Dr Goodwin, who is CEO, added: “In today’s AI race, the limitations of existing hardware – nearly all of which is provided by a single company – represent the biggest barrier to better performance, reduced cost, and wider adoption.

“Fractile’s approach supercharges inference, delivering astonishing improvements in terms of speed and cost. This is more than just a speed-up – changing the performance point for inference allows us to explore completely new ways to use today’s leading AI models to solve the world’s most complex problems.

“We’re thrilled to have raised our funding from investors with a wealth of experience in the AI and chip industries, continue to grow our world-class team and further our technological development and partnerships.”

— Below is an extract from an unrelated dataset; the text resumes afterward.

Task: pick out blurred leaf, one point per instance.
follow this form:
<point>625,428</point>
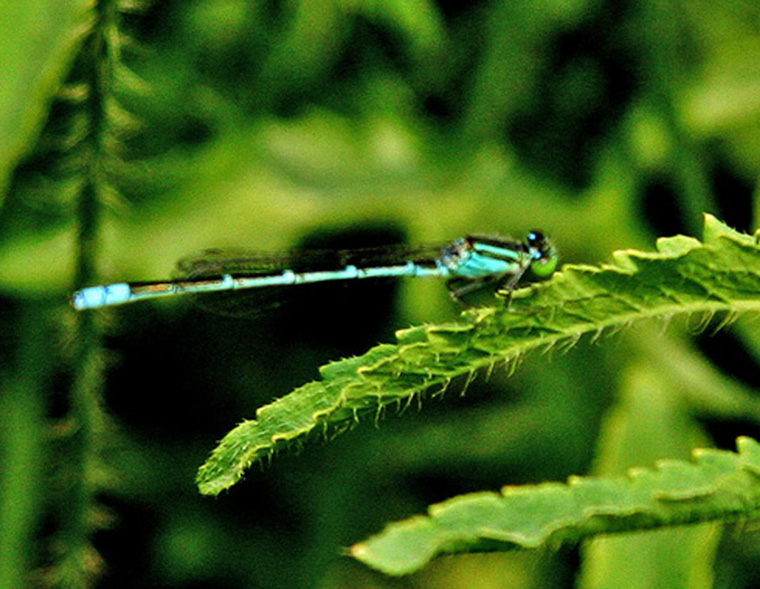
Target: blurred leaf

Stan Boland said: “There’s no question that, in Fractile, Walter is building one of the world’s future superstar companies. He’s a brilliant AI practitioner but he’s also listening intently to the market so he can be certain of building truly compelling products that other experts will want to use at scale.

“To achieve this, he’s already starting to build one of the world’s best teams of semiconductor, software and tools experts with track records of flawless execution. I’ve no doubt Fractile will become the most trusted partner to major AI model providers in short order.”

Business Weekly understands that test chips are going to be pushed onto a shuttle by the end of the year.

Boland said: “Fractile is not focused on training. It’s in training that there’s a huge CUDA* lock by NVIDIA that Graphcore never overcame – that plus insufficient memory bandwidth and inability to scale as the models got bigger.

“By contrast, Fractile’s system is highly scaleable and focused on inference. That’s the process (using the Large Language Model example) where the model’s already been built, the training is done and the training weights are known, the job is to take input tokens, take the weights, do some maths and produce output tokens.

“Inference is heavily dominated by matrix vector multiplies (like 99.999 per cent of the operations) and GPUs are terrible at doing them because for every token, a huge number of weights have to be pulled onto the chip to do some fairly trivial maths then the result written back to memory.

“That’s why in-memory compute (IMC) is the way to go. Graphcore was also an IMC architecture, as are the ~20 other startups in the space (albeit hampered in Graphcore’s case by lack of scaleability), so in itself it’s not surprising that Fractile is adopting this approach.

“But Walter is also doing something very interesting alongside it, which I can’t share right now, but is the key to him getting 100x performance, cost and power advantage.

“Once the models and weights are known, it’s relatively simple to offload the inference task onto different processors; there is no effective CUDA lock. There’s a long way to go on Fractile, but it’s definitely one to watch.”

* CUDA is a software layer that gives direct access to the GPU's virtual instruction set and parallel computational elements for the execution of compute kernels.